On the absence of sufficient financial resources
Leave it to
Bitch, PhD to say what a lot of us have undoubtedly been thinking: the financial incentives in academia are seriously fucked up. Personally, I know that I am definitely doing less well financially now than I was while in graduate school; having two kids -- one of whom is autistic, which means among other things that he needs expensive therapies that our crappy health insurance package doesn't cover very much of the cost of -- and owning a house will do that, I suppose, and my university-provided "travel funding" doesn't cover more than one conference a year. To say nothing about books and other supplies, almost all of which have to be paid for out of pocket.

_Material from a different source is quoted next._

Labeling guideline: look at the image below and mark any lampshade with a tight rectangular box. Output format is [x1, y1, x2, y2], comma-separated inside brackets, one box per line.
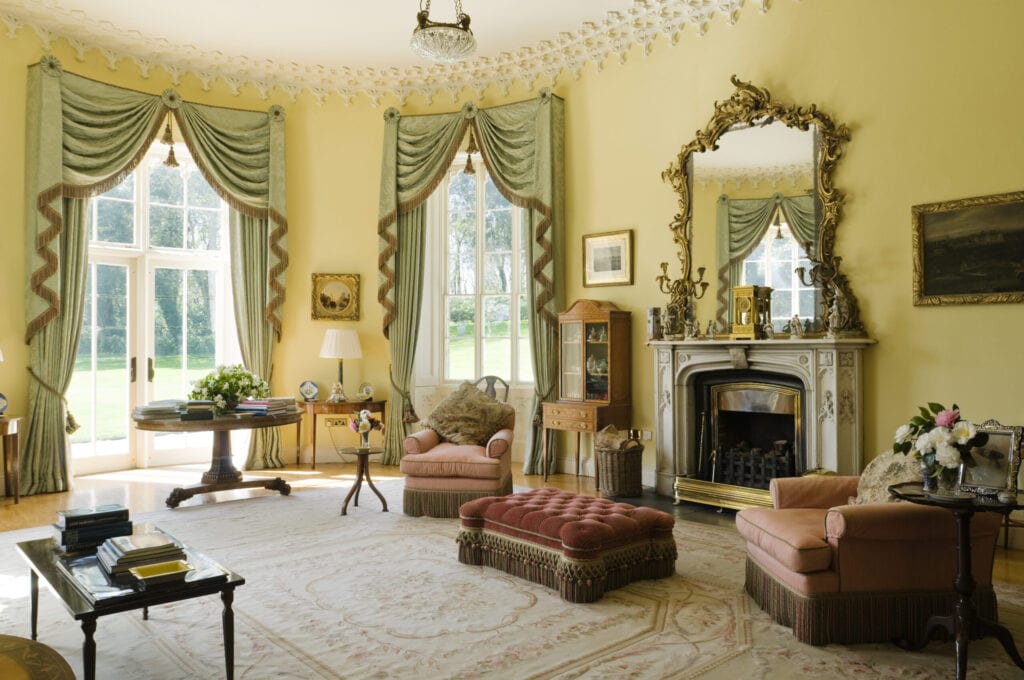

And on top of that, let's think for a moment about the time commitments. I have a stack of journals that must be four feet high sitting in my office; those are the journals that I haven't read, and when I say "haven't read" I mean "haven't unwrapped form their plastic, or have unwrapped and then tossed onto the pile"
for about the past four years. Why is there all of this backlog? Because in addition to my regular teaching load during the year, I have to teach two summer courses just to pay the basic bills. And the rest of the summer -- all six weeks out of the year that I am not actively teaching multiple courses -- is either spent writing madly (writing a lot while teaching is, I have learned, a recipe for disaster; I can edit and revise while classes are in session, but if I try to write something from scratch I end up trying to juggle too many balls at once and usually dropping all of them) or trying to make up the backlog of other professional commitments (supervision of theses and dissertations, peer reviews, etc.). And the backlog just gets bigger and bigger.
So I ask you: how am I supposed to keep current in my field when I haven't the time to do so because I am teaching additional courses to pay the bills? And while I'm at it, where am I supposed to find the time to
be a human being, see my wife and kids, and so forth?
I'm very glad that I'm not in this for the money. On the other hand, it would be very nice to have
adequate finances, instead of continually refinancing the house to consolidate accumulated debt.